— Неверно.
Общество притихло, призадумалось. Наконец простодушный Зирак спросил:
— За что же должно его казнить?
— Вам, не мне, задан был вопрос, — ответил Шер. — Вы и найдите причину, потом мне сообщите.
Однако очевидные варианты были исчерпаны. Зазвучали раздраженные голоса: «Все сказали, нет больше ничего», «Казнить и все, а эту самую причину потом, на досуге, отыщем», «Пусть теперь дед Додихудо что-нибудь измыслит», но тот угрюмо молчал.
И тогда взял слово наш раис, которого борьба между Шером и престарелым Додихудо отодвинула в тень. Теперь он решил, что настал момент показать, кто есть настоящий руководитель, и произнес важно:
— Думаю, надо казнить по той причине, что это правильно будет.
Собрание разочарованно зароптало.
— Очень уж хитроумно.
— Слишком просто.
— Небось, какой-то другой ответ имеется…
Тем временем несколько стариков и уважаемых людей окружили престарелого Додихудо, спешно совещались. Шер же подозвал одного из подростков, шнырявших в толпе, и что-то негромко сказал. Через несколько минут орава мальчишек уже таскала отовсюду небольшие камни и складывала в кучку около угла мечети.
— Гороха надо спросить! — догадался вдруг Кафтар. — Горох знает. Столько с ним вышло мороки, пусть за это помощь народу окажет.
Все повернулись к Гороху, который томился посреди площади, на время забытый. Милиса по-прежнему стоял рядом с корявой палкой. Охранял.
— Нет, не скажет. Зловредный он, — засомневался кто-то. — Назло нам утаит.
— Скажу! Обязательно скажу! — завопил Горох. — Знаю ответ.
Он даже на месте запрыгал от нетерпения, припадая на ушибленную ногу.
— Говори, — приказал Кафтар. — Только не обманывай…
— Причина эта — кровь, — сказал Горох. — Шеру кровь нужна, чтоб всех вас кровью повязать.
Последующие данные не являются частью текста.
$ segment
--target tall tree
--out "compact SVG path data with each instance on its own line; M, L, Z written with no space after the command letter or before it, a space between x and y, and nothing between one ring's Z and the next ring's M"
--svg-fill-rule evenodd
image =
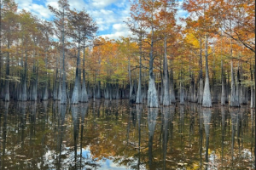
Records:
M69 10L69 4L67 0L58 0L58 5L60 9L49 6L49 10L54 13L56 19L55 24L60 24L61 28L61 45L62 49L61 54L62 54L62 87L61 87L61 104L67 104L67 90L66 90L66 71L65 71L65 26L67 23L67 11ZM61 21L58 22L58 21Z
M82 93L81 99L82 102L88 102L88 96L85 88L85 73L84 73L84 48L85 41L92 37L97 27L96 23L90 18L90 16L84 10L78 12L76 10L70 10L69 12L69 28L70 36L73 38L74 42L78 43L78 56L77 56L77 65L76 65L76 76L75 76L75 84L73 91L73 96L71 99L71 104L79 104L79 95ZM84 60L83 60L83 88L82 92L80 89L80 82L79 77L79 69L80 65L80 49L81 43L84 43Z

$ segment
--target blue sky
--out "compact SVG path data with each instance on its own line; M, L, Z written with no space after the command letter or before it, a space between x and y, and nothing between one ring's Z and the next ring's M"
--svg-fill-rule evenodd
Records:
M15 0L19 10L24 8L40 19L50 20L53 16L48 5L58 8L58 0ZM69 0L70 8L81 10L84 8L96 21L98 36L117 39L119 36L131 35L124 23L129 17L129 0ZM177 18L186 13L178 10Z

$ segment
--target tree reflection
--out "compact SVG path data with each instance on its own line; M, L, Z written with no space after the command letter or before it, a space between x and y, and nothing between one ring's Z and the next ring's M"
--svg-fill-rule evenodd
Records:
M227 127L226 123L226 111L225 111L225 107L221 106L220 108L221 110L221 164L223 166L223 161L224 161L224 136L225 136L225 129Z
M82 103L80 110L81 110L80 165L82 165L83 133L84 133L84 118L85 118L85 115L88 113L88 103ZM81 167L81 166L80 166L80 167Z
M174 108L173 106L172 108ZM162 112L162 126L163 126L163 162L164 169L166 168L166 152L167 152L167 143L168 143L168 128L169 128L169 118L171 110L170 107L163 107Z
M205 133L207 137L206 141L206 162L209 162L208 159L208 149L209 149L209 136L210 136L210 123L212 117L212 109L211 108L203 108L203 119L204 119L204 126L205 126ZM207 164L207 168L208 164Z
M18 109L20 110L20 128L21 128L21 148L24 149L24 139L25 139L25 125L26 125L26 102L19 102Z
M231 166L233 167L233 158L234 158L234 145L235 145L235 136L236 136L236 127L238 122L238 112L239 108L230 108L230 112L231 116L231 127L232 127L232 137L231 137Z
M5 162L5 150L6 150L6 136L7 136L7 116L9 112L9 102L4 102L4 115L3 115L3 137L2 137L2 144L3 145L3 152L1 156L1 162L3 162L1 169L4 168Z
M59 139L59 156L58 156L58 162L57 162L57 169L61 169L61 151L62 151L62 140L63 140L63 133L65 132L65 116L66 116L66 110L67 110L67 105L61 105L61 103L58 103L58 112L59 112L59 121L61 121L61 129L58 133L58 139Z
M140 169L141 164L141 120L142 120L142 111L143 111L143 105L136 105L136 113L137 113L137 128L138 128L138 162L137 162L137 169Z
M148 166L149 169L153 168L153 137L156 124L156 117L158 116L158 108L148 108Z
M74 144L74 168L77 169L78 139L79 139L79 105L71 105L72 120L73 125L73 144Z

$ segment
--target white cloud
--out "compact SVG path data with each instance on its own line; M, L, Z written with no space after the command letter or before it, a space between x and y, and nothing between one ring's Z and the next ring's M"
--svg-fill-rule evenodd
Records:
M50 20L53 14L48 9L48 5L58 8L58 0L40 0L37 4L33 0L15 0L19 10L26 9L40 19ZM186 11L181 8L183 1L179 1L179 8L176 19L183 17ZM124 21L130 15L130 3L128 0L69 0L70 8L82 10L84 8L97 23L99 36L116 39L120 36L131 35Z
M119 0L93 0L91 4L97 8L105 8Z

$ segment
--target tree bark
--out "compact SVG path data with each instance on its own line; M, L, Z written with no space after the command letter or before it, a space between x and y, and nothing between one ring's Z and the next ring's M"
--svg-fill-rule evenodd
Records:
M212 107L212 97L210 90L210 82L209 82L209 71L208 71L208 47L207 47L207 36L206 36L206 82L203 93L203 107Z

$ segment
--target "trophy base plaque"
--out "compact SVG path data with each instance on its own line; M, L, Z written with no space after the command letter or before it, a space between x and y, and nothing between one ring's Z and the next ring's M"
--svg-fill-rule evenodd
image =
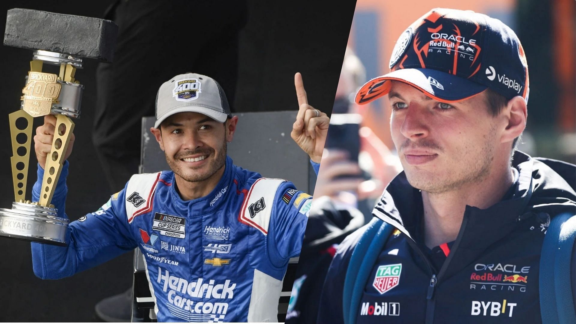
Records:
M57 212L51 207L13 202L12 209L0 208L0 236L66 246L69 221Z

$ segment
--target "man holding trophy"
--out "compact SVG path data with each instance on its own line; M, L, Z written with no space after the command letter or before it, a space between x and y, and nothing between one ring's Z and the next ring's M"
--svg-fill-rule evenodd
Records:
M301 76L292 138L317 172L328 118L308 104ZM32 243L35 273L57 279L138 247L158 321L276 321L288 261L300 254L312 197L282 179L262 178L226 156L238 117L219 85L186 73L163 84L150 131L172 171L134 175L98 210L71 223L67 246ZM54 116L35 137L39 163L33 199L57 134ZM64 154L71 153L70 140ZM52 204L66 218L68 162Z

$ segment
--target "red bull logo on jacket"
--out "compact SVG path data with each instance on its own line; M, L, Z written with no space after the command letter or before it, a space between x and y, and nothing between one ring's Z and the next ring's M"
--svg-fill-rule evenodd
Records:
M520 276L520 274L514 274L513 276L505 276L504 280L502 281L510 281L511 282L518 282L522 281L528 284L528 282L526 281L528 280L528 276Z

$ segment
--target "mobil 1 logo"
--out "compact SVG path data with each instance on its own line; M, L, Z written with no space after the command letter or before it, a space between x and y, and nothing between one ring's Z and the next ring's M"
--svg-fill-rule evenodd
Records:
M161 235L184 239L186 237L186 218L156 213L152 229L160 231Z

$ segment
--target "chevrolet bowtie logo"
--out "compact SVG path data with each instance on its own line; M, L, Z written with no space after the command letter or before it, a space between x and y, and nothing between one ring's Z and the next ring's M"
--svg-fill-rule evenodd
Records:
M220 258L206 259L204 260L204 264L212 265L213 266L222 266L222 265L229 265L230 260L230 259L225 259L223 260Z

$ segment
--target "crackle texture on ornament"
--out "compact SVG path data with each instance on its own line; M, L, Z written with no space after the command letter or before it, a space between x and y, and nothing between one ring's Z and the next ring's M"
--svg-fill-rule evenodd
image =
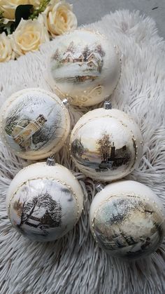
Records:
M82 192L72 173L62 166L45 163L20 171L6 198L12 225L38 241L57 239L72 229L81 215L82 203Z
M117 109L97 109L78 121L71 136L71 153L86 175L112 181L130 173L143 154L142 136L130 116Z
M74 105L94 105L116 87L120 58L105 36L79 29L56 39L48 71L58 95Z
M135 259L156 250L165 235L165 211L157 195L134 181L107 185L92 203L91 232L106 253Z
M0 116L3 142L24 159L39 159L56 152L70 130L69 114L60 99L39 88L13 94Z

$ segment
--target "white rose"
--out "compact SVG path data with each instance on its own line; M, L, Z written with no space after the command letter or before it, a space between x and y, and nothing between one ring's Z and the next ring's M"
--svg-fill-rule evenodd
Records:
M0 10L4 18L14 20L17 6L25 4L29 4L29 0L0 0Z
M77 18L72 6L64 0L50 1L43 13L48 30L52 36L72 31L77 27Z
M35 51L42 43L49 41L48 31L40 17L33 20L22 19L11 38L17 56Z
M10 39L3 32L0 34L0 62L14 58L15 53L12 49Z
M28 4L33 5L34 7L38 7L41 1L41 0L29 0Z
— Э, глупости, — разочарованно возразил Кафтар. — Кровь не веревка.
— Зато крепче веревки вяжет, — сказал Шокир. — Вы ведь меня убивать не хотите, каждый про себя думает: «Бог запрещает мусульман жизни лишать». Но если человека заставить через запрет переступить, его потом к чему угодно принудить несложно…
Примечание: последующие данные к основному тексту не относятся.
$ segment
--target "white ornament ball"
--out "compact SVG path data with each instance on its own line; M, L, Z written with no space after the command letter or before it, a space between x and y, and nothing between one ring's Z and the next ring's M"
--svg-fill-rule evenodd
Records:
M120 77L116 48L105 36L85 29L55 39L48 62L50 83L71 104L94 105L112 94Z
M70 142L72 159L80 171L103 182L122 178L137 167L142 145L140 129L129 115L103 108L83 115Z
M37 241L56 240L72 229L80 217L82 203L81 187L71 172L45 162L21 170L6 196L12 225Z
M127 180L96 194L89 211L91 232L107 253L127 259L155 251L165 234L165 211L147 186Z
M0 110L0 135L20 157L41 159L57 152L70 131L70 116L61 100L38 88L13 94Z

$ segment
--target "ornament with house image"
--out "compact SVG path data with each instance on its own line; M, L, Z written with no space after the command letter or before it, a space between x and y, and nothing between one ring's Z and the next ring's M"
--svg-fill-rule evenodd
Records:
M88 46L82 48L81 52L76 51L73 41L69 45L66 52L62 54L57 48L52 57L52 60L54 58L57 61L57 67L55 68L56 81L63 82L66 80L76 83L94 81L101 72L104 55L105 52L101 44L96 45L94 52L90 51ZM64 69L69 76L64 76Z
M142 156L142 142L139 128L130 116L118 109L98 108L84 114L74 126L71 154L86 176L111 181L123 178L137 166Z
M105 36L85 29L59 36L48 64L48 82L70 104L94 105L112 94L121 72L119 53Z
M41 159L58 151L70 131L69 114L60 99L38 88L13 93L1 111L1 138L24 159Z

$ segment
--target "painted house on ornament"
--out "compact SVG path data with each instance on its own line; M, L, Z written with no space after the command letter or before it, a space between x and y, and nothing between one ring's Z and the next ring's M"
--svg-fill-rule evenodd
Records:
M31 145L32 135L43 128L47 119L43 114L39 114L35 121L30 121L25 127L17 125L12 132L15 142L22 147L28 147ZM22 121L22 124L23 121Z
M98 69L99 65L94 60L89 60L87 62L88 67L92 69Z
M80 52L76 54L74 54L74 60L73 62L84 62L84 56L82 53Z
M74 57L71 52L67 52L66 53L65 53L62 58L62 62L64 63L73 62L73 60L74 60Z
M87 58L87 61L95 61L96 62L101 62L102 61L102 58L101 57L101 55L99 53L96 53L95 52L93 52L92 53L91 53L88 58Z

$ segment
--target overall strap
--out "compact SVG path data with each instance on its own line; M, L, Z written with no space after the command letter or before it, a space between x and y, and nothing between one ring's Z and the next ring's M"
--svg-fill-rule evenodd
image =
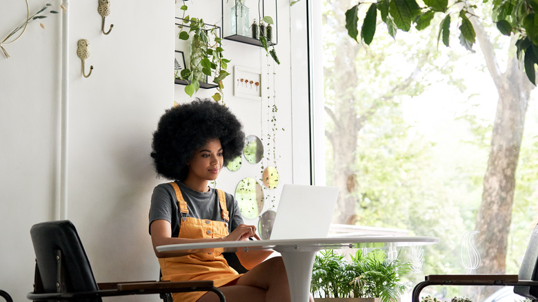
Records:
M181 194L181 190L179 190L179 186L177 185L177 183L176 183L175 181L169 183L172 185L174 188L174 191L176 192L176 198L177 199L177 202L179 203L179 212L181 213L181 217L183 217L183 214L185 214L185 217L186 217L187 214L189 213L189 209L187 208L187 203L183 198L183 194Z
M226 208L226 195L222 190L216 190L217 192L219 193L219 203L221 204L222 219L224 219L224 221L226 221L226 224L228 224L228 221L230 221L230 217L228 216L228 208Z

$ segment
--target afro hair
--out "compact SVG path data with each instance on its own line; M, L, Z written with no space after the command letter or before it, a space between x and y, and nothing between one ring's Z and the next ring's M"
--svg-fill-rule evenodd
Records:
M153 133L151 157L157 174L183 181L195 151L213 139L222 145L224 165L241 155L243 126L230 110L210 99L196 99L167 110Z

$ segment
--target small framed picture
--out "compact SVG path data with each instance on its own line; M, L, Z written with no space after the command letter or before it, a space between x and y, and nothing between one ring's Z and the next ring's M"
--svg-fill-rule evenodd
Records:
M234 95L261 101L261 71L246 67L234 66Z
M174 74L176 79L181 77L181 70L186 69L185 55L182 51L176 50L174 60Z

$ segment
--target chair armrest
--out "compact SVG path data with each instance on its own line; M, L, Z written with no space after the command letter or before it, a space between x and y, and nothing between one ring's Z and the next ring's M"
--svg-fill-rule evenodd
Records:
M143 281L128 282L117 284L120 292L137 291L141 292L181 292L197 290L200 291L211 290L213 281Z
M117 290L118 289L118 284L125 284L125 283L137 283L141 282L157 282L153 280L148 280L146 281L123 281L123 282L103 282L100 283L97 283L97 288L99 289L99 290Z
M430 285L497 285L519 284L517 274L430 274L413 288L412 302L420 301L420 292Z
M501 285L506 283L517 282L517 274L430 274L425 277L426 281L437 285Z
M123 283L99 283L103 289L94 292L63 292L63 293L34 293L30 292L26 296L33 301L51 300L77 300L81 298L125 296L127 294L148 294L161 292L213 292L219 296L221 302L225 302L226 298L218 288L213 286L213 281L143 281ZM116 285L115 288L110 288ZM105 289L107 288L107 289Z

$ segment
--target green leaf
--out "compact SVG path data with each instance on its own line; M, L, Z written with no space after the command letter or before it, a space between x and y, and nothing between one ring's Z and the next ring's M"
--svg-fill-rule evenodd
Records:
M357 15L357 11L359 6L356 5L346 12L346 29L348 30L349 37L353 38L357 43L357 36L359 35L358 25L359 17Z
M259 41L260 41L260 43L261 43L261 46L263 48L263 49L265 49L266 51L267 51L268 50L267 50L267 39L266 39L266 37L262 36L262 35L260 35L259 36Z
M388 30L388 34L396 39L396 32L398 31L398 28L396 27L396 24L394 23L394 20L390 16L387 18L387 21L385 22L387 24L387 30Z
M209 68L202 68L202 72L208 77L211 77L211 70Z
M530 41L538 44L538 18L536 18L534 12L525 17L523 19L523 27Z
M189 97L192 97L192 94L195 94L195 86L192 83L185 86L185 93L188 94Z
M472 42L465 37L463 32L459 34L459 43L464 46L467 50L475 52L475 50L472 50Z
M181 79L187 79L190 75L190 70L188 68L183 69L180 74L181 75Z
M536 71L535 70L535 58L532 50L529 51L527 48L525 50L525 59L524 60L525 65L525 73L527 74L527 78L530 82L536 85Z
M525 50L529 48L532 45L528 37L521 38L516 42L516 48L517 48L517 59L521 59L521 52L525 52Z
M525 3L530 4L535 12L538 10L538 1L537 0L527 0Z
M500 20L497 22L497 28L505 36L510 36L512 34L512 26L506 20Z
M388 0L381 1L377 3L377 9L381 14L381 21L387 23L387 16L388 16Z
M275 49L270 50L269 54L271 55L271 57L272 57L272 59L277 62L277 64L280 65L280 61L279 61L279 58L277 57L277 52L275 50Z
M268 23L268 24L275 24L275 23L272 21L272 18L271 18L269 16L266 16L263 18L261 18L261 21L263 22Z
M208 58L200 60L200 65L204 68L211 68L211 61Z
M189 39L189 33L187 32L179 32L179 34L177 35L177 39L187 41Z
M443 37L443 44L445 46L448 47L450 45L450 15L447 14L445 19L443 19L443 22L441 23L441 28L439 29L439 35L437 36L437 43L440 40L440 38Z
M461 34L466 40L470 42L471 44L473 44L475 43L477 34L475 32L475 28L472 27L472 23L471 23L465 14L464 10L459 12L459 17L461 19L461 25L459 26L459 30L461 32Z
M366 12L366 16L364 17L364 22L361 28L361 37L364 40L364 43L370 45L375 34L375 25L377 19L377 8L375 3L372 3Z
M215 79L213 79L213 83L218 83L219 82L223 80L226 77L230 75L230 72L227 72L226 70L221 70L219 73L219 75L215 77Z
M215 101L219 101L221 100L221 94L219 92L216 92L215 94L213 94L212 97L211 97Z
M448 0L424 0L424 4L432 10L445 12L448 7Z
M415 0L390 0L388 11L398 28L408 32L411 21L420 14L420 8Z
M431 22L435 15L435 12L434 11L428 10L419 16L419 17L417 18L415 21L417 23L417 25L415 26L415 28L417 28L418 30L422 30L424 28L430 26L430 23Z
M196 92L197 91L198 91L199 89L200 89L200 82L198 81L198 80L192 81L190 83L192 84L192 86L195 88L195 92Z

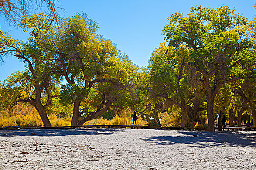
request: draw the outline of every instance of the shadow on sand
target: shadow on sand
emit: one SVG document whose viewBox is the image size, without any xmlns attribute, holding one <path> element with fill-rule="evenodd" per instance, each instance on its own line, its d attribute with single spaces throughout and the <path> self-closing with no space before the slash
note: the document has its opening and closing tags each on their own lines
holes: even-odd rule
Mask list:
<svg viewBox="0 0 256 170">
<path fill-rule="evenodd" d="M 178 131 L 172 136 L 153 136 L 141 139 L 157 145 L 184 144 L 199 147 L 242 146 L 256 147 L 256 133 Z M 185 135 L 185 136 L 184 136 Z M 199 146 L 198 146 L 199 145 Z"/>
<path fill-rule="evenodd" d="M 5 130 L 0 131 L 0 137 L 35 136 L 59 136 L 66 135 L 111 135 L 121 129 L 59 129 Z"/>
</svg>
Никогда прежде не говорил он столь серьезно, без намека на шутовство и, наверное, убедил бы народ, но не устоял — заступил за черту, пересекать которую в его положении было неразумно.
— Эх, люди, люди, — проговорил со вздохом, — вечно вас вокруг пальца обводят, палками, как овец, погоняют.
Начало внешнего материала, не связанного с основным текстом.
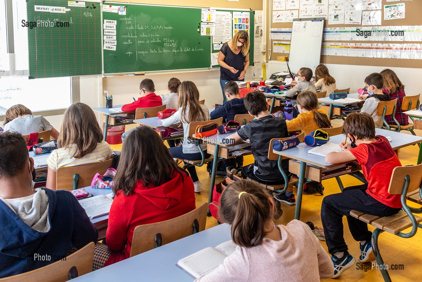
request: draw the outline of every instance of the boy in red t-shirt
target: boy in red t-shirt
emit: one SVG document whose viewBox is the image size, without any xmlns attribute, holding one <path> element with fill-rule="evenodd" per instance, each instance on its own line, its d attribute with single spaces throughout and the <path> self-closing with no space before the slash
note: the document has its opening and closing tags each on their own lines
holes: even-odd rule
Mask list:
<svg viewBox="0 0 422 282">
<path fill-rule="evenodd" d="M 322 201 L 321 218 L 328 252 L 334 264 L 333 278 L 355 261 L 344 242 L 343 216 L 347 217 L 353 238 L 360 241 L 359 261 L 365 263 L 375 259 L 371 241 L 372 233 L 368 230 L 368 224 L 351 216 L 350 211 L 387 216 L 398 212 L 402 207 L 400 195 L 388 193 L 393 170 L 401 164 L 387 139 L 375 136 L 371 116 L 364 112 L 350 114 L 343 124 L 343 134 L 351 143 L 340 143 L 343 151 L 330 153 L 325 161 L 330 164 L 356 161 L 362 166 L 368 183 L 345 188 L 341 193 L 329 195 Z"/>
</svg>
Эти справедливые, но обидные слова отвратили от него сердца. Верно говорится: язык способен погубить голову. «Зачем овцами назвал?!» — даже те, кто сознавали, в какую пропасть толкает нас Шер, возжелали обидчику смерти, ибо оскорбление есть худшее из преступлений. В сторону Гороха полетели тяжелые негодующие взгляды. Богу спасибо, до большего дело не дошло, взоры все-таки — не булыжники.